Suşi yerken önce kaseye çok az miktarda soya sosu konulur. Suşi, baş ve orta parmak arasında balığın altında kalan pirinçten tutulur. İşaret parmağı balık etinin üzerine bastırılır ve suşi ters çevrilerek sadece balığın üstte kalan kısmı soya sosuna dokundurulur. Pirinç sosla temas ettirilmez ve suşi ısırılarak iki lokmada yenilir.
Et restoranda yenilir kasapta değil
Kasaptan tek başıma yaptığım ilk alışveriş kemik iliğiydi. Etiler Hasan Ali Yücel İlkokulu’nda, sevgili Mustafa Sarıgül öğretmenimin fen dersinde sınıfın önünde yapacağım deney için gerekiyordu.
Kasabın açık kapısından, tepeden bir perde oluşturacak şekilde sarkan rengarenk boncuk şeritlerini tıngırdatarak girdim. "Omuriliği istiyorum" dedim. Kasap güldü, buzdolabından dev gibi bir göğüs kafesi çıkardı ve cerrah titizliğiyle çalışmaya başladı. İşini bitirdiğinde annemin pişirdiği etli yemeklerden bildiğim ve yararlıdır diye severek emdiğim kemik iliğinin çiğ ve hayatımda görüp göreceğim en büyük örneği karşımdaydı.
Geçen gün sevgili dostum Ercüment Şener, "Hadi kalk, kasapta yemek yemeğe gidiyoruz" dediğinde aklımda ilk beliren imge işte o koca omuriliği oldu. Ardından da koca bir T-kemik pirzolası tabii ki...
Hisarüstü’ndeki "Dükkan", açıldığından beri zaman zaman alışveriş yaptığım bir kasap. ABD’deki "steak"lerin yanına yanaşamasa da, Türkiye’deki en iyi dana eti burada satılıyor.
Özellikle kuru dinlendirilmiş etleriyle meşhur olan Dükkan, birkaç ay önce bir yenilik yaptı ve kasap dükkanının içine koyduğu masada yemek servisi de vermeye başladı.
Gecekondu mahallesindeki kasap dükkanının içinde kurulu masaya ilgi yoğun olunca, fantezinin boyutu da büyüdü. Dükkan yan dükkana taştı, restoran oldu.
Dükkan, içinde bulunduğu gecekondu mahallesiyle tezat oluşturmayacak şekilde tasarlanmış. Boyasız sıva duvarlar arasındaki büyük masalara birbirinden ayrı gelmiş gruplar birlikte oturtuluyorlar. Buraya kadarı gecekondu mahallesinde sosyete restoranı fantezisine uygunluk açısından doğal, kabul edilebilir hoşluklar...

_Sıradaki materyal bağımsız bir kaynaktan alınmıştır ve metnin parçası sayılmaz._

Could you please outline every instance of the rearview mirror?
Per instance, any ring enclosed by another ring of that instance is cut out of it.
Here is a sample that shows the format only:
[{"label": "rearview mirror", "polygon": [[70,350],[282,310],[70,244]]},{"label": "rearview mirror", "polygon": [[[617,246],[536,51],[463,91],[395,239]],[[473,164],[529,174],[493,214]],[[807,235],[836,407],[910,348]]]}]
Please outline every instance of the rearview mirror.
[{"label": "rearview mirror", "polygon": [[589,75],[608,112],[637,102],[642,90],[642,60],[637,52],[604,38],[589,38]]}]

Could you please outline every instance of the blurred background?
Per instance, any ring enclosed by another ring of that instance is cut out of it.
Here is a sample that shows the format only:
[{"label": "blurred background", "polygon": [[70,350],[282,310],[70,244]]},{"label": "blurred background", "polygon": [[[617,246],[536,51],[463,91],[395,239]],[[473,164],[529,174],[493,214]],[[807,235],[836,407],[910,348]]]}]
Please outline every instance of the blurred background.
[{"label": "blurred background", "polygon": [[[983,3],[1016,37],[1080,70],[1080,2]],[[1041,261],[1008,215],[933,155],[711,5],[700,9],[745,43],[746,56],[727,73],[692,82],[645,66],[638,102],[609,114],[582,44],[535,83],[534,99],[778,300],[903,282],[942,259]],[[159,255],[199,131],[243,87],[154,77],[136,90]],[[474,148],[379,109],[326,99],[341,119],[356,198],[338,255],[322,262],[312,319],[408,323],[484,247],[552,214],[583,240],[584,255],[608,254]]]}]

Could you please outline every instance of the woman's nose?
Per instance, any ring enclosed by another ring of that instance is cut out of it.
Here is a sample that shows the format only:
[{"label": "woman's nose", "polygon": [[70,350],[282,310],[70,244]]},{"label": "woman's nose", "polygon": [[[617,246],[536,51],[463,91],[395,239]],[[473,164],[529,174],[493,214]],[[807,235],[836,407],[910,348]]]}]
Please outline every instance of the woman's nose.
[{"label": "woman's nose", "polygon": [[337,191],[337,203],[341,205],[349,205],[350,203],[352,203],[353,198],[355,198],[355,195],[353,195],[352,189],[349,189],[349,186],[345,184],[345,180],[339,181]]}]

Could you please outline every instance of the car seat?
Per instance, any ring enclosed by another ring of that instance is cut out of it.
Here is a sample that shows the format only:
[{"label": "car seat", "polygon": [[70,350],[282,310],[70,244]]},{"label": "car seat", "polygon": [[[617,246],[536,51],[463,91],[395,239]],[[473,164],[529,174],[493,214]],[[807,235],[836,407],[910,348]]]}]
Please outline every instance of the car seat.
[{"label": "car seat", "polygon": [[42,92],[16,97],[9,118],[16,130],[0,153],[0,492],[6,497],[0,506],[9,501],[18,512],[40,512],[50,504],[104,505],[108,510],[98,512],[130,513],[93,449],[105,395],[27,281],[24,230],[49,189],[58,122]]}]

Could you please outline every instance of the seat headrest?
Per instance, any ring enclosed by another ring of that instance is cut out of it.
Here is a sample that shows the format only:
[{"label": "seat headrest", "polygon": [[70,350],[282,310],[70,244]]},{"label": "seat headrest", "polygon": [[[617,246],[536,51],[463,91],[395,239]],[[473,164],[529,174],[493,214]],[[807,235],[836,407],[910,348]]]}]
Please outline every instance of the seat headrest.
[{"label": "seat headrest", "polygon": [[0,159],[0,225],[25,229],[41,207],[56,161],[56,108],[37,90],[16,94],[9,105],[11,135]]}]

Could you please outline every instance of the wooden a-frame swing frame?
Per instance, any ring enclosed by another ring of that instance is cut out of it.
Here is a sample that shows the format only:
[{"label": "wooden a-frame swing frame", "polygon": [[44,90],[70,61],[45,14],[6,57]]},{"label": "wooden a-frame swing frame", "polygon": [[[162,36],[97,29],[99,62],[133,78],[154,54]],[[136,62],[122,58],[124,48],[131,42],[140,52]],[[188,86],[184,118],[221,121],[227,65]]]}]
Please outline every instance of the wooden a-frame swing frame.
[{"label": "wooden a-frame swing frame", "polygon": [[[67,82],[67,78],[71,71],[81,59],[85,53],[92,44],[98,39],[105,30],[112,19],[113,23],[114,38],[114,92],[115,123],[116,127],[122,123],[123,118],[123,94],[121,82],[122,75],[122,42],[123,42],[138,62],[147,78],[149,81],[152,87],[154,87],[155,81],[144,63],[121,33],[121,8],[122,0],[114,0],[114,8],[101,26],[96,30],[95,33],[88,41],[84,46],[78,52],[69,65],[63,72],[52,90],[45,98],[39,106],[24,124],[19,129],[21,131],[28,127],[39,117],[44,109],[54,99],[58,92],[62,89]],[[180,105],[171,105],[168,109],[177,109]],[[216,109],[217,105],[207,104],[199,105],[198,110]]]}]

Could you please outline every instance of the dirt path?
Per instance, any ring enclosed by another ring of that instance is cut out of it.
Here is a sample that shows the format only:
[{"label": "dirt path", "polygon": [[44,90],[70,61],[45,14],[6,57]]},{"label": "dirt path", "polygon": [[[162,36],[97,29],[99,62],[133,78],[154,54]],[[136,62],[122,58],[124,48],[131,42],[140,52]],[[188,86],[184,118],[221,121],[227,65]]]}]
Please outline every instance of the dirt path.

Fakat sonrasında işi abartmışlar. Et siparişi verilirken, pişme kıvamı sorulmuyor. Şarap kadehi yok, yerine kaba cam bardaklar dayatılıyor. Tabaklar tahta, bıçaklar alelade.
Müşteriye pişme kıvamını sormamak ancak Türkiye’de yapılabilecek bir burnu büyüklük. Üstelik gelen etler, "Steak" için en doğru kabul edilen "orta az" kıvamında da değildi. Müşteriye etin kıvamını ben bilirim, sana soracak değilim ukalalığını yapma cüreti gösteren bir restoran için kabul edilemez bir hata.
Tahta tabak hem etlerin çabuk soğumasına yol açıyor hem de hijyen açısından çok sağlıksız. Bıçaklar yeterince keskin olmadığı için az pişmiş etin dokularını ezip, tadını bozuyor.
Şarap kadehte içilir. Dükkan’da insanların önüne sürülen kaba cam bardaklar, olsa olsa "köpek öldüren" olarak anılan kötü kalite sofra şaraplarını servis eden salaş meyhanelere yakışır.
Zaten damak tadını bilen insanlar dünyanın başka hiçbir yerinde de, bir et parçası yiyeceğim diye kendilerini böyle aşağılatmazlar, restoran sahibinin kaprislerine boyun eğmek uğruna lüks restoranlarla yarışacak hesaplar ödemeye yanaşmazlar.
Ben şimdi asıl City’s’de açılan L’entrecote’u merak ediyorum. Dana eti konusunda ilk göz ağrım olan bu restoran zincirinin İstanbul şubesinden ümitliyim.